On the morning of July 17, 2009, copies of certain books vanished from Kindles across the world. Monetary reparations were deposited into the respective Kindle owner’s account. In a stroke of pure irony, one of the deleted books was 1984 by George Orwell.
According to Amazon, these deletions were in response to a request by the rights holder. Amazon goes on to explain that the digital editions of both 1984 and Animal Farm were uploaded to Amazon’s store through a self-service portal. These were “unauthorized” versions of the ebooks and the party responsible for uploading them should not have done so.
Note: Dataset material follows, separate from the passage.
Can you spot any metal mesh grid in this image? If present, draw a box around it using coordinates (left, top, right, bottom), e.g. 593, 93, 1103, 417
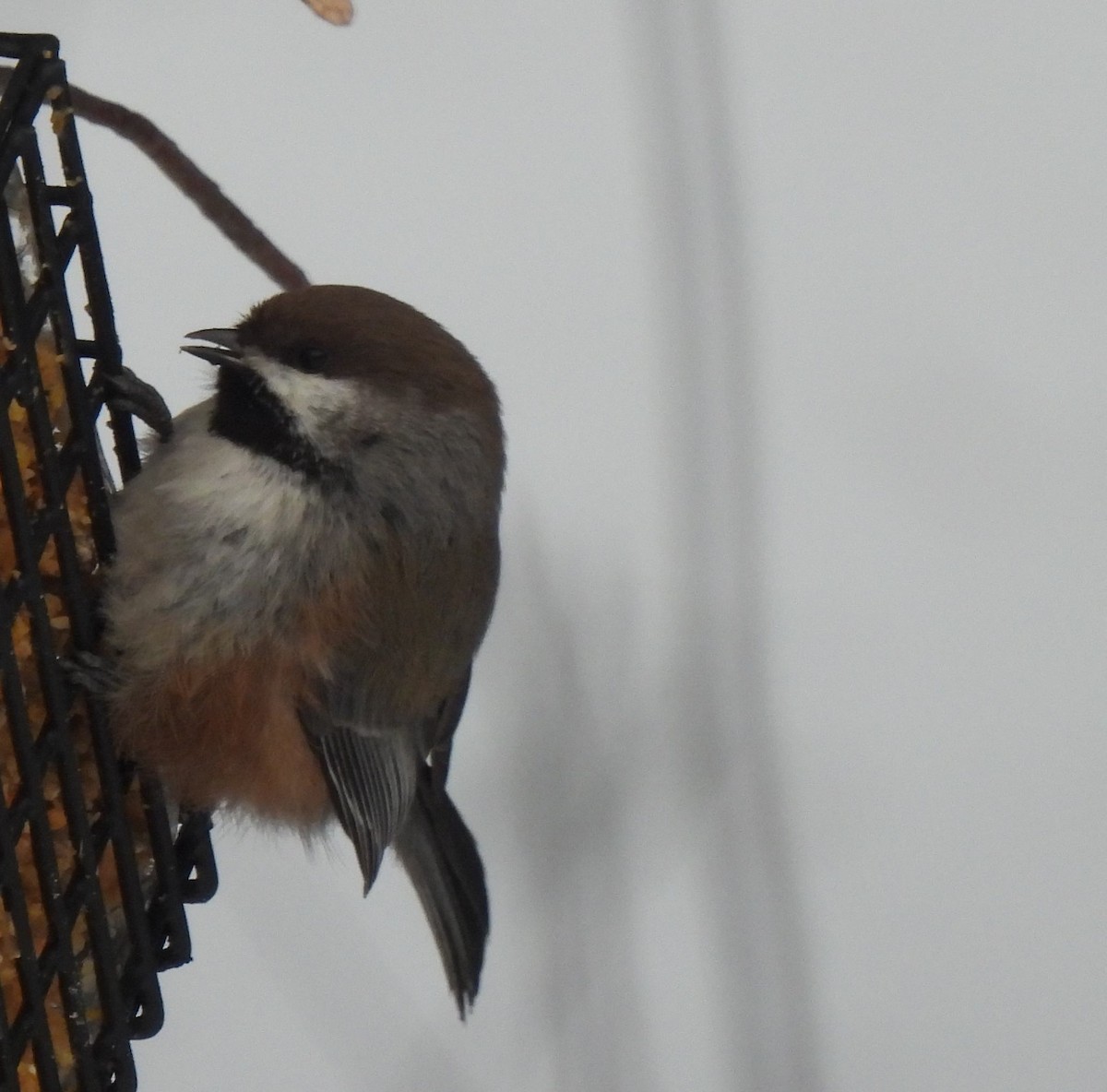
0, 34, 216, 1092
In the end, the consumer loses, having been denied content they purchased. Sure, Amazon refunded the money they paid, but how many of those people were in the middle of reading those books? Or had them in the queue to read later? And what right does Amazon have to take back something they sold you? To borrow a really good example, that’s like Barnes and Nobles coming to your house and taking books off your shelves without permission. Does it make it OK if they leave a check on the table? Ok, sure, it’s your house rather than a device with just books, so how about if you had all of those books in a room, with separate access? Yeah.. you’d still feel violated, wouldn’t you..
What’s interesting is that this is the book industry doing this, and not the music or movie industry. With the insane tactics the RIAA has taken over the years, this seems to be right up their alley.. And the book industry has always had more openness, what with libraries, selling and swapping books, etc. But now there’s suddenly a big to-do about DRM and book rights. Interesting how times change.